A new start, I hope - the anniversary of 13th May 1958, the time when my second daughter Sarah was born and when I was writing the automation articles*, which was also a kind of birth.

16:47 Pond 1. Aware of newstart, or rather the resuming of such possibilities as those of 1958, but now as thoughts and fictions uncompromised by social reality as it is.

I see a red helicopter flying over the rooftops and hear and see emergency vehicles with sirens speeding towards Parliament Hill - so I go there to see what is happening.

17:06 City panorama path below Parliament Hill. Yes, the red helicopter and a police car or ambulance are on the playing field - about 300 metres away.

There's something good and prophetic, as well as ominous, in this growing modern ability to attend physically and quickly to what are called emergencies...

But the ground vehicle has gone and the helicopter is not moving. There are people in red moving slowly round the running track and paying no attention to the emergency, if that's what it is.

Now a ground vehicle arrives and someone is moved from it to the helicopter - which rises vertically before setting off towards the south west.

I've not often seen purely vertical motion unsupported by a rope or such - it looks somewhat uncanny - not even a bird or an insect can do it.

The emergency is over and normality, as we perceive it, is immediately resumed.

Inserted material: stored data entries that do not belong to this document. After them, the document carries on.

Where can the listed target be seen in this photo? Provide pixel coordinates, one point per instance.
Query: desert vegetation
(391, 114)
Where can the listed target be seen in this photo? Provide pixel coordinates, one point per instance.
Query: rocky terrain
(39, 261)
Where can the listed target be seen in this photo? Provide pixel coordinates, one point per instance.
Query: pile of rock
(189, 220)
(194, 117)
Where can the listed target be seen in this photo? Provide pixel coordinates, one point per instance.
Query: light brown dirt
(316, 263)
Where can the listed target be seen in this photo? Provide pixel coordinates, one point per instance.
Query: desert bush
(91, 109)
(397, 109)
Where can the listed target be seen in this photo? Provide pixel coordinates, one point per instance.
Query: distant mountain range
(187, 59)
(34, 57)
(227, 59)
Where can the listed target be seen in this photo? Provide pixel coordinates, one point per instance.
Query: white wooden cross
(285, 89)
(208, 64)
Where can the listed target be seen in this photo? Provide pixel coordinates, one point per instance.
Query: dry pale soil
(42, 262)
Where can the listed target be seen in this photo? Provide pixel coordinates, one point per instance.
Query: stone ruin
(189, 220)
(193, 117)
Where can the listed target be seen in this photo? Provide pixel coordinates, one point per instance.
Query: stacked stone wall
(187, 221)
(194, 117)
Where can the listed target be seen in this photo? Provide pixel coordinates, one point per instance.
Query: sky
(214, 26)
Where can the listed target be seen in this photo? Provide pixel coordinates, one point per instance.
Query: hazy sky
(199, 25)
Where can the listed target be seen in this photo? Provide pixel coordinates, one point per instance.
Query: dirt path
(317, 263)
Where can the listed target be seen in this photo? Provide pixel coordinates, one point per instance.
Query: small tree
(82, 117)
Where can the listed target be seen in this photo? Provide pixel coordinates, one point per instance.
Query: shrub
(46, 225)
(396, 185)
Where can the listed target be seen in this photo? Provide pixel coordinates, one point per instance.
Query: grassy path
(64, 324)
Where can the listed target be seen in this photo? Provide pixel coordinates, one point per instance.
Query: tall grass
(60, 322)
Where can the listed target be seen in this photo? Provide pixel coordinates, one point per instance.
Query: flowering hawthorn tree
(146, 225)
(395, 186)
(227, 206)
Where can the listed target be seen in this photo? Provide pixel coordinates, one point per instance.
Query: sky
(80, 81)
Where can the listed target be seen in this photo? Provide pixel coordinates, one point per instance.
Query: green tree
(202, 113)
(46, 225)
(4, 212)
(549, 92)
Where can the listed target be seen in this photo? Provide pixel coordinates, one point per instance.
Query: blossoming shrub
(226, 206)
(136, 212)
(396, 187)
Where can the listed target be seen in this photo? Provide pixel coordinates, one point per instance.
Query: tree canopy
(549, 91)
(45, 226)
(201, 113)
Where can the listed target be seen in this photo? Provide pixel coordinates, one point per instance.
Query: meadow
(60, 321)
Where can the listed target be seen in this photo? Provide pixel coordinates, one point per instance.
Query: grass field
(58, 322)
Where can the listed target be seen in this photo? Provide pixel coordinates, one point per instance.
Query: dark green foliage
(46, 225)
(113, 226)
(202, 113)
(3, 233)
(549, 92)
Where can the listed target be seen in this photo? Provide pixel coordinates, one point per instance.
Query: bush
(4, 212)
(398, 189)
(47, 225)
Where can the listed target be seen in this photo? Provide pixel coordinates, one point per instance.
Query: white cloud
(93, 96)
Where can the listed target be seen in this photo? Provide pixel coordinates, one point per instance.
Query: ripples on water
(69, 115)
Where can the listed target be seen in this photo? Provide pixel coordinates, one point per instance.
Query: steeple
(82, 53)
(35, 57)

Today I am conscious of having decided to cease compromise with contrived social stability and to attempt to write only of each moment - or of the as yet fictional possibilities of everything... As I think about this I ask myself which, of the elements of this moment, or any other, can or will reappear in the uncompromised fictions I hope to write, now or later... And whether I can find ways to combine the present moment with its fictional possibilities?

These thoughts bring me peace.

There's a small bird making sounds I don't recognise. It's somewhere in the oak tree nearby. And there's a very small child and a dog playing beneath it. Is theirs the way to combine moment and fiction - to turn each action into make-believe, or play? Yes of course, and especially if play includes also theatrical action and a playing with words, and with reality, so-called.

I hear a church clock striking six. What a fiction is that, though over serious I'm sure. That's what I'm fighting and trying to ignore - the imprisoning of time, and thus life. Now for some more playful artifice!

18:07 ...these notes, written on what I call the panorama path, they could be my literary turning point. I shall return.

18:35 A short walk back to the station, in some delight, through the stillness. No wind, countless leaves, several dandelion clocks ready to be blown away, a duck flying quickly beneath trees and even through them... and now thoughts of a fish soup that I intend to make when I get home.



*'automation', in the internet and everyone, pages 79 to 103. Written and published between 1957 to 1958. The part I was completing just before Sarah was born is called 'Some implications of automation'. This was not published at the time but appeared in 2000 as 'part 8, uncertainties and dangers' on pages 101 to 103 of the above reference.